Senti-iFusion: An Integrity-centered Hierarchical Fusion Framework for Multimodal Sentiment Analysis under Uncertain Modality Missingness
Liling Li, Guoyang Xu, Xiongri Shen, Zhifei Xu, Yanbo Zhang, Zhiguo Zhang, Zhenxi Song
TL;DR
Senti-iFusion tackles multimodal sentiment analysis under unknown inter- and intra-modality missingness by introducing an integrity-centered hierarchical fusion framework. It combines Integrity Estimation, Integrity-weighted Cross-modal Completion, and Integrity-guided Adaptive Fusion to recover and leverage sentiment cues from partially observed data. A dual-depth validation with semantic and feature-level losses, plus a progressive two-stage training regime, yields state-of-the-art performance on MOSI and MOSEI under challenging missing-data patterns. The approach enhances robustness and fine-grained sentiment understanding, with practical implications for real-world multimodal systems facing sensor unreliability and data loss.
Abstract
Multimodal Sentiment Analysis (MSA) is critical for human-computer interaction but faces challenges when the modalities are incomplete or missing. Existing methods often assume pre-defined missing modalities or fixed missing rates, limiting their real-world applicability. To address this challenge, we propose Senti-iFusion, an integrity-centered hierarchical fusion framework capable of handling both inter- and intra-modality missingness simultaneously. It comprises three hierarchical components: Integrity Estimation, Integrity-weighted Completion, and Integrity-guided Fusion.
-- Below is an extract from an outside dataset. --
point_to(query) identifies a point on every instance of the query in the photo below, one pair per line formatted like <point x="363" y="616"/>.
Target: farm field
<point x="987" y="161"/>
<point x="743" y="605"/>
First, the Integrity Estimation module predicts the completeness of each modality and mitigates the noise caused by incomplete data. Second, the Integrity-weighted Cross-modal Completion module employs a novel weighting mechanism to disentangle consistent semantic structures from modality-specific representations, enabling the precise recovery of sentiment-related features across language, acoustic, and visual modalities. To ensure consistency in reconstruction, a dual-depth validation with semantic- and feature-level losses ensures consistent reconstruction at both fine-grained (low-level) and semantic (high-level) scales. Finally, the Integrity-guided Adaptive Fusion mechanism dynamically selects the dominant modality for attention-based fusion, ensuring that the most reliable modality, based on completeness and quality, contributes more significantly to the final prediction. Senti-iFusion employs a progressive training approach to ensure stable convergence. Experimental results on popular MSA datasets demonstrate that Senti-iFusion outperforms existing methods, particularly in fine-grained sentiment analysis tasks. The code and our proposed Senti-iFusion model will be publicly available.